Advertisement

OJAI : Reopened Cemetery Produces Revenue

Share

The city of Ojai has found a new source of revenue by offering its residents an eternal resting place.

Reservations for 37 burial plots and 32 urn sites in Nordhoff Cemetery have brought in $32,530 since it reopened in June, an official said. More sites are available.

“When we first reopened the program, we had quite a rush. Now it’s down to a steady stream,” said Elaine Willman, administrative aide to the city manager.

Advertisement

“The bottom line is that people who’ve lost a loved one have been able to bury them in the town of their birth,” she said. “Prior to this, we would not have been able to provide the service.”

In 1987, when Ojai Councilman James Loebl was mayor, his state of the city address lamented that there was “no place to die in Ojai” or, more correctly, to be buried.

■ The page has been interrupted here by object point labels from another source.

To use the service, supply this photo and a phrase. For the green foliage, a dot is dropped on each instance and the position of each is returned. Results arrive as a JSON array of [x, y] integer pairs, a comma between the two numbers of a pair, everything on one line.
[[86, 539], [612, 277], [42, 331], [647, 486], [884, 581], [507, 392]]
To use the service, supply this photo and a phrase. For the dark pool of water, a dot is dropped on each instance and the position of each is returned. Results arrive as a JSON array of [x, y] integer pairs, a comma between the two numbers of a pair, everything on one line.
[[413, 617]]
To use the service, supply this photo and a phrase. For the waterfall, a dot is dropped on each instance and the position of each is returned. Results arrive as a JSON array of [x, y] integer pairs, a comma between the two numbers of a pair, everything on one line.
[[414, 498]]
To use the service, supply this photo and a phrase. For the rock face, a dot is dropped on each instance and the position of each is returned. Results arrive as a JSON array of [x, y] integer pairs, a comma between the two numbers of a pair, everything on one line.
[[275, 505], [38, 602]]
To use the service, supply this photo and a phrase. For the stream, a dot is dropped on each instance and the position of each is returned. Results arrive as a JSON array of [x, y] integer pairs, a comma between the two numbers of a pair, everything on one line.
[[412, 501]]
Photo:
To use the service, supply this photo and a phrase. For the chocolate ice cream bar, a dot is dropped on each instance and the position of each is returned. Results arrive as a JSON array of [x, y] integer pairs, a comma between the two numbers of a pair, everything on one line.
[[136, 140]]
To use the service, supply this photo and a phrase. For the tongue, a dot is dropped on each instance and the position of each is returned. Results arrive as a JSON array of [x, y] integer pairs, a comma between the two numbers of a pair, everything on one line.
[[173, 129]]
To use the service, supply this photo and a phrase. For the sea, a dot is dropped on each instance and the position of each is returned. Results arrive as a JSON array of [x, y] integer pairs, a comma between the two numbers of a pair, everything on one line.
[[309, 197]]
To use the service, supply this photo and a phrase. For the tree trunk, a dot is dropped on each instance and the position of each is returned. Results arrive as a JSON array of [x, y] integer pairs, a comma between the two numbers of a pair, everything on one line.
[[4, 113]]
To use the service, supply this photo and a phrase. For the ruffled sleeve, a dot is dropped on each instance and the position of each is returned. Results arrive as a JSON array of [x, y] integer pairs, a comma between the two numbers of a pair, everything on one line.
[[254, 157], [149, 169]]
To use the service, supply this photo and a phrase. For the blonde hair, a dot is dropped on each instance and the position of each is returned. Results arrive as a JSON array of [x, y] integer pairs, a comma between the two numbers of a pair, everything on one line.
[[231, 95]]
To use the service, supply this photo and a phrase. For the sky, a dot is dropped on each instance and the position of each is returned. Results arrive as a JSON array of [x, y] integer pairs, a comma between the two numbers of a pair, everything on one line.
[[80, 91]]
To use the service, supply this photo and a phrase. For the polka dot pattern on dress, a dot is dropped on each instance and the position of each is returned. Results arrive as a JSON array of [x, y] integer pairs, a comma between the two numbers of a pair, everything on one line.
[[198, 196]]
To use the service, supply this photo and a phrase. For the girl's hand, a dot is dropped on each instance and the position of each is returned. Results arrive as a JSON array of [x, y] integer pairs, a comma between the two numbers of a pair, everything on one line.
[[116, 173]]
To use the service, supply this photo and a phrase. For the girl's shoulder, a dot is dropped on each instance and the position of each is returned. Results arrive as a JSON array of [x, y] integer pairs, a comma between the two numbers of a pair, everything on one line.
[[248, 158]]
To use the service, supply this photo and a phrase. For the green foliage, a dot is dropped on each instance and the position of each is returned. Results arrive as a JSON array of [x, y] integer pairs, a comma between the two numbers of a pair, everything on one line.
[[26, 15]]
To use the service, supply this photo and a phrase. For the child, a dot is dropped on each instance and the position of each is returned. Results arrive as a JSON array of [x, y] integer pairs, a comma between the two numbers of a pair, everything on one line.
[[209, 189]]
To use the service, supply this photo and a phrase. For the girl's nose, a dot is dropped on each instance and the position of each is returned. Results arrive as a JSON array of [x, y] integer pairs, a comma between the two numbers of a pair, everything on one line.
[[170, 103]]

Believing that Nordhoff Cemetery, established in 1870, was filled to capacity, the Ojai City Council closed the pioneer graveyard at Cuyama and Del Norte roads in 1963.

Plot records were scattered and thought lost to time until Willman completed a three-year effort to patch them together.

From hand-written receipts and old ledgers and inventories, she compiled a continuous written thread dating to 1878. The audit discovered that 130 single burial plots and 95 urn sites were still available, along with 100 other plots that were sold more than 50 years ago and never used.

Willman said the city may ask the Superior Court to approve resale of those plots after a one-year waiting period for relatives to claim them.

Advertisement

Space in the two-acre cemetery has also been found to build another 200 cremation urn sites, she said.

Single-casket plots sell for $650, urn sites for $265. The money is earmarked for cemetery maintenance and improvements that the city had trouble funding in the past, Willman said. These include new landscaping and replacing eight large oaks that were diseased and recently removed.